A man provides a pedestrian with hand sanitizer as protection against COVID-19 on the historic Al-Moez street in Cairo, Egypt, on March 23, 2020.
2019 was a positive economic year for Egypt, especially compared with how poorly the economy performed throughout most of the last decade. Economic growth during the second quarter and first half of the 2019-2020 fiscal year reached 5.6 percent — up from the 5.3 percent recorded the year prior, and 1.8 percent in the immediate wake of the 2011 Arab Spring. But in the first quarter of 2020, Egypt's economy experienced a slowdown, underscoring how macroeconomic growth does not necessarily correspond to economic sentiment among Egyptians.
Indeed, according to data released by Cairo's statistics agency in August 2019, roughly one-third of the country's population was living in extreme poverty. Wage growth, meanwhile, has continued to slow as inflation persists. And while Egypt’s unemployment rate has technically improved in recent months, it now risks rising again amid the escalating COVID-19 pandemic.
Cairo Fans the Flames
The IHS Markit Purchasing Managers’ Index (PMI) for Egypt’s non-oil private sector was 47.1 in February — marking the sixth and seventh straight month of contraction due to dropping demand, consumption rates and consumer sentiment. While appearing wise on paper, several government decisions in recent years have exacerbated the country's economic woes.
- Despite concerns over its impact on citizens, the government has moved steadily forward with economic reforms that help it generate more non-oil revenue. This includes the so-called "sin tax" levied on tobacco products, which was passed in February 2020, raising cigarette prices by as much as 16 percent for cheaper brands.
- Many Egyptians are also still reeling from the austerity measures stipulated in Cairo’s 2016 deal with the International Monetary Fund (IMF). These measures have enabled the government to stop spending as much of its foreign exchange reserves on maintaining the country’s former currency peg to the U.S. dollar. But this has come at the cost of slashing individual purchasing power in recent years.
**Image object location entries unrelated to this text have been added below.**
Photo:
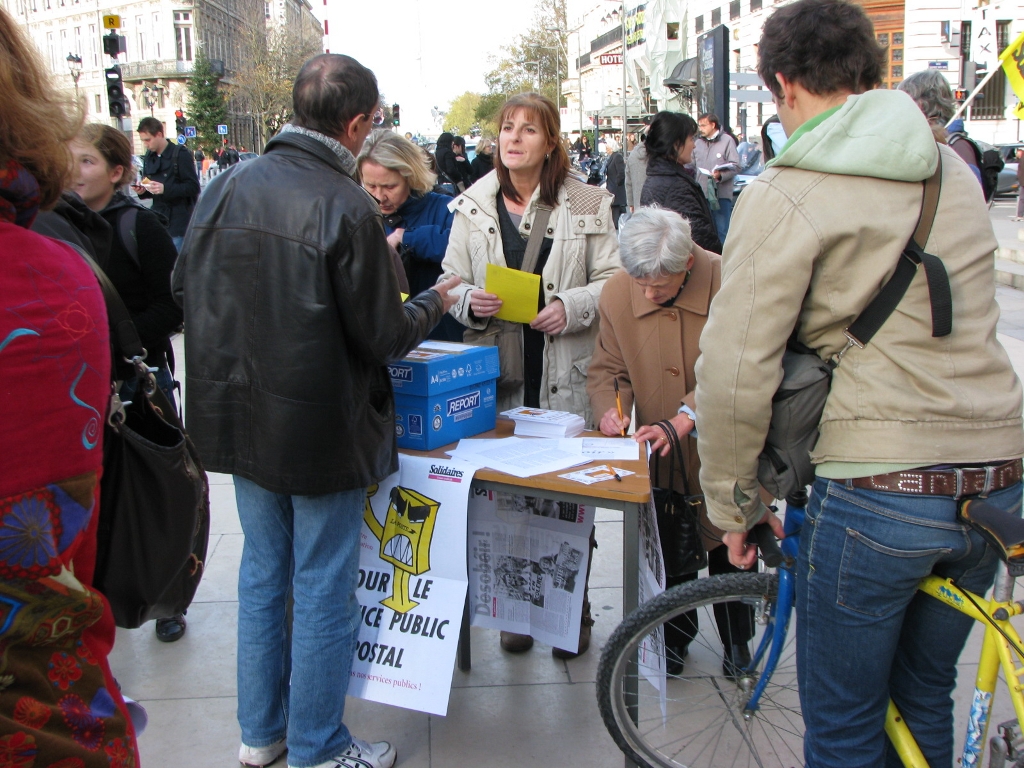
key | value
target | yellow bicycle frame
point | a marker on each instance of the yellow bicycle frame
(995, 652)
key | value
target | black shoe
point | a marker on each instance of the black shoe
(675, 658)
(171, 630)
(737, 657)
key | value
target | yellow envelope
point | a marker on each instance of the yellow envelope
(517, 290)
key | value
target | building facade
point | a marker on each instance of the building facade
(162, 39)
(944, 35)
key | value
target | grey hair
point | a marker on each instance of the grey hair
(931, 90)
(396, 153)
(654, 242)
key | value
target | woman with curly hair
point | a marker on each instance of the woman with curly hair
(58, 701)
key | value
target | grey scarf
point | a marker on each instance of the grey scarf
(346, 158)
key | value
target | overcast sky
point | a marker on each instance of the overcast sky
(422, 56)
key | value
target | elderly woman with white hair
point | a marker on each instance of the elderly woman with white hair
(651, 315)
(417, 220)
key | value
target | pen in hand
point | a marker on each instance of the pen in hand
(619, 407)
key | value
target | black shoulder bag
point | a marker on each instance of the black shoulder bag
(784, 465)
(678, 514)
(155, 498)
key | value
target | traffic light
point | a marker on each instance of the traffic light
(116, 92)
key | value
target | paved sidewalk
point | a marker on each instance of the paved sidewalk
(528, 711)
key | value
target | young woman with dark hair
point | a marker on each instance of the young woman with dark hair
(579, 252)
(670, 183)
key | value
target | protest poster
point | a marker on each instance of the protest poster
(412, 587)
(528, 560)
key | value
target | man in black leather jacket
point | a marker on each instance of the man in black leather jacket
(292, 314)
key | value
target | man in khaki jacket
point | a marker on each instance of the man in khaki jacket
(910, 419)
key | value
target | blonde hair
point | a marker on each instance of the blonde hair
(396, 153)
(114, 146)
(36, 120)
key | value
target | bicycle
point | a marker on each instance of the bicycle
(714, 714)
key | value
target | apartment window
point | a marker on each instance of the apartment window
(991, 103)
(139, 39)
(182, 35)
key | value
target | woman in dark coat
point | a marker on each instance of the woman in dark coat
(670, 184)
(483, 163)
(448, 166)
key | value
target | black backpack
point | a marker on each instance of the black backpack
(988, 161)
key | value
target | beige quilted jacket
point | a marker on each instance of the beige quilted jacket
(585, 253)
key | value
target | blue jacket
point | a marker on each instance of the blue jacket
(428, 224)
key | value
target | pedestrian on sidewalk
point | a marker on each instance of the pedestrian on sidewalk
(299, 409)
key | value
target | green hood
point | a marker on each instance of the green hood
(880, 133)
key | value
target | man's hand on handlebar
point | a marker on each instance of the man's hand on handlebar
(742, 554)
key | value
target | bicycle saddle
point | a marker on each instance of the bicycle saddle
(1001, 530)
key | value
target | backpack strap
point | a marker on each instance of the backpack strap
(876, 313)
(127, 220)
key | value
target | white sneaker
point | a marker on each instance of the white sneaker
(258, 757)
(364, 755)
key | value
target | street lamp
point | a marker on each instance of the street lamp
(538, 66)
(75, 67)
(148, 97)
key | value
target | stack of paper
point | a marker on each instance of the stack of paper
(538, 422)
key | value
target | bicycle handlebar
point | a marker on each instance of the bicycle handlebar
(764, 538)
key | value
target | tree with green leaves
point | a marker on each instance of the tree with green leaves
(461, 117)
(207, 108)
(273, 57)
(534, 61)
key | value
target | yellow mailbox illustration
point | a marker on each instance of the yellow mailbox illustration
(404, 539)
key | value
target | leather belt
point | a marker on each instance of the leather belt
(955, 482)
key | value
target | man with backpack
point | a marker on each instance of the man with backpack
(168, 177)
(984, 164)
(922, 414)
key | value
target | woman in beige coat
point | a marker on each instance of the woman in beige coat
(651, 317)
(579, 252)
(543, 365)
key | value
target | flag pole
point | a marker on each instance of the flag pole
(975, 92)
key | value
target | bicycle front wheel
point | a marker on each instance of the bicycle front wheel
(702, 719)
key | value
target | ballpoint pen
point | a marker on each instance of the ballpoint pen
(619, 407)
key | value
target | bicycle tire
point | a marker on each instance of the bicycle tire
(705, 722)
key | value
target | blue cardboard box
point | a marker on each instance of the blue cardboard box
(443, 391)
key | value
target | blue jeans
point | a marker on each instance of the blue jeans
(293, 675)
(863, 632)
(722, 217)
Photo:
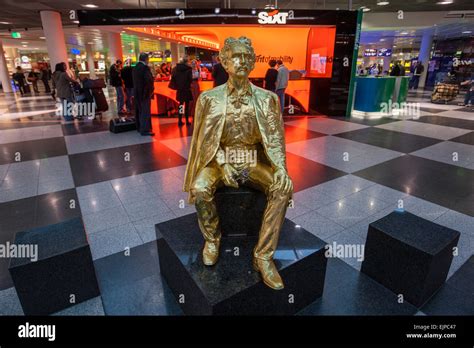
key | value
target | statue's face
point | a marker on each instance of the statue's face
(239, 62)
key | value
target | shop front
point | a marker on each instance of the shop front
(316, 47)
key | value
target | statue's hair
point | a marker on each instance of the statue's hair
(229, 42)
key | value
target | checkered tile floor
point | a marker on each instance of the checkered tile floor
(346, 172)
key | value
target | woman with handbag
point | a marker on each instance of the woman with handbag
(33, 78)
(181, 79)
(62, 83)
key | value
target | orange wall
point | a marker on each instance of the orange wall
(321, 42)
(269, 42)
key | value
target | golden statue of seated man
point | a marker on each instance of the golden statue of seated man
(239, 139)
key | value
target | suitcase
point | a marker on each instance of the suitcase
(101, 104)
(122, 124)
(90, 84)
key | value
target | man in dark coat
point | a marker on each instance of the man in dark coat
(183, 77)
(127, 77)
(143, 87)
(219, 74)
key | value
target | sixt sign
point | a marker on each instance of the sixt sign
(274, 17)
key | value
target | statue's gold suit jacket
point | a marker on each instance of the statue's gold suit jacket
(209, 123)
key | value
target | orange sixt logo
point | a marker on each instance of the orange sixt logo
(274, 17)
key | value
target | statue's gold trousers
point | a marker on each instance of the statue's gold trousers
(259, 177)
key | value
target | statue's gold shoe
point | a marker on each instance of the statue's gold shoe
(210, 253)
(269, 273)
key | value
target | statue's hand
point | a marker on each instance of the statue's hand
(229, 175)
(282, 182)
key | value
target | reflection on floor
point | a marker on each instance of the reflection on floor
(347, 173)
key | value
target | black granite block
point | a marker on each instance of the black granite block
(63, 268)
(232, 287)
(240, 210)
(409, 255)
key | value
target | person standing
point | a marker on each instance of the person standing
(62, 83)
(33, 78)
(195, 90)
(469, 97)
(219, 74)
(282, 83)
(415, 80)
(143, 88)
(183, 77)
(271, 76)
(395, 69)
(19, 78)
(116, 81)
(127, 77)
(44, 77)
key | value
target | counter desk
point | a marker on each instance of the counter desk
(374, 94)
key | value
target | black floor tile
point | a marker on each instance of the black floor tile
(306, 173)
(28, 213)
(349, 292)
(293, 134)
(55, 207)
(465, 109)
(396, 141)
(147, 296)
(437, 182)
(449, 301)
(366, 121)
(432, 110)
(447, 121)
(26, 123)
(132, 285)
(120, 269)
(87, 126)
(467, 138)
(93, 167)
(33, 149)
(463, 279)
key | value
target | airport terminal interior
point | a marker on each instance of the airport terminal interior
(378, 116)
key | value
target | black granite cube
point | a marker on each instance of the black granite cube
(232, 287)
(63, 268)
(409, 255)
(240, 210)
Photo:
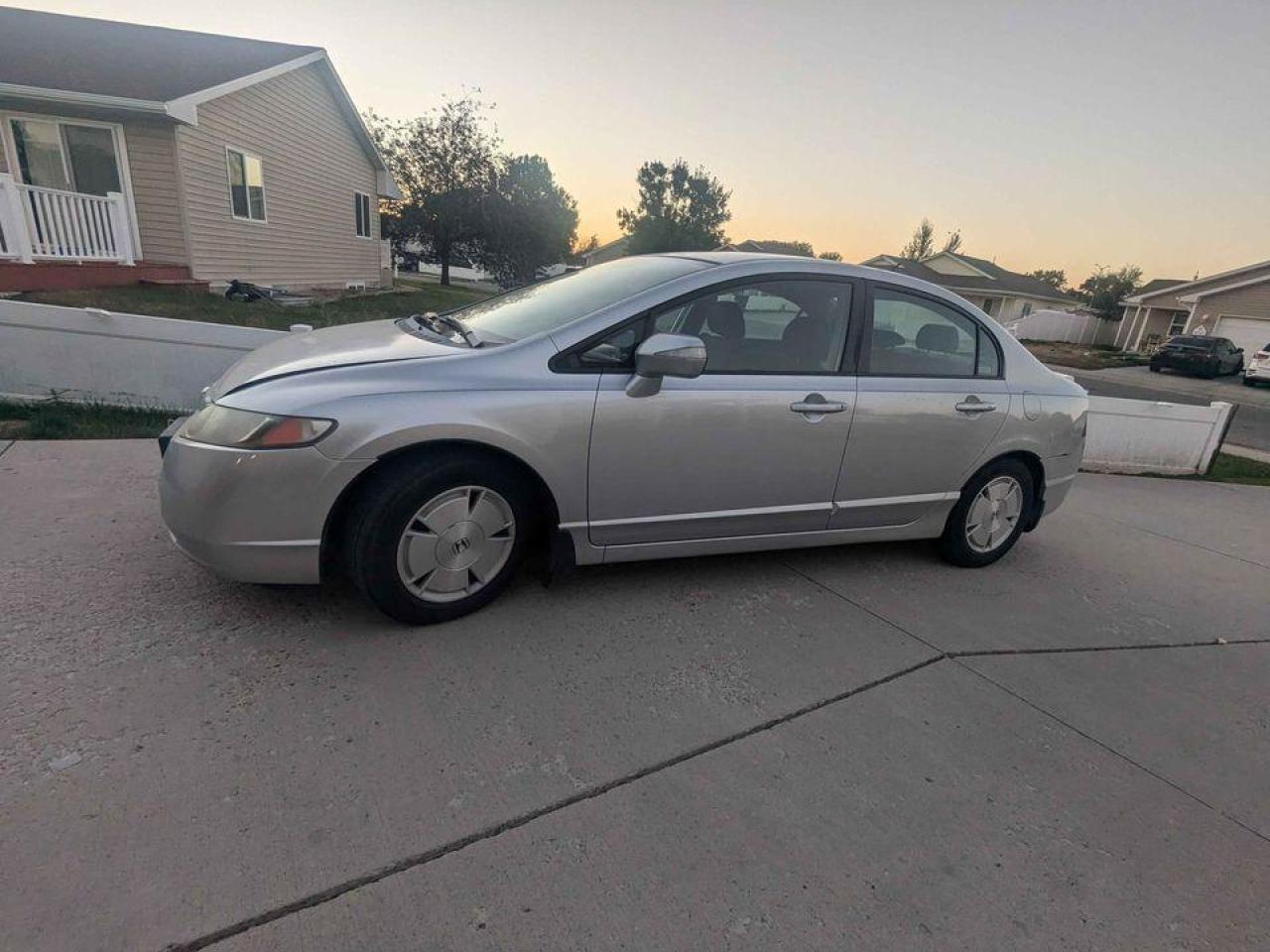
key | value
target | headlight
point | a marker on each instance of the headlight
(226, 426)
These are both prime examples of how the al-Sisi administration’s attempts to bolster Egypt’s macroeconomic situation risk ultimately leading to a wellspring of anti-government sentiment, as already struggling Egyptians see cheap daily-use items such as cigarettes increase in price and their purchasing power plummet.
A New Threat Emerges
As COVID-19 economic impacts evolve, Cairo is now easing the corporate tax burden (particularly in the industrial and tourism sectors) and slashing energy and electricity prices for the industrial sectors. Nonetheless, the loss of tourism receipts and reduced global demand for manufactured products, will only deepen the economic strain on the many Egyptians who work in the country’s manufacturing and tourism sectors, which also contribute approximately 16 percent and 12 percent of Egypt’s GDP, respectively.
As COVID-19 and other external factors, such as the global oil price slump and ongoing global trade wars, threaten Egypt’s economic gains, they will also erode the al-Sisi administration’s ability to continue portraying itself as the undisputed economic and political bastion of stability. These changes will probably be gradual, but the risk is likely to increase under the following conditions:
- The tourism sector remains shuttered well into 2021.
- The government enacts new austerity measures in the coming months according to a pre-COVID-19 reform schedule.
- Global demand for Egyptian exports remains depressed well into 2021.
This could weaken the al-Sisi administration’s current firm hold on power by prompting increasingly cash-strapped and desperate Egyptians to voice their dissent. Over time, the growing number of retired and current military officers who are entering the private sector will likely accelerate this dynamic as well, by stoking fears among both consumers and foreign investors that the military’s growing role is edging out private-sector competition.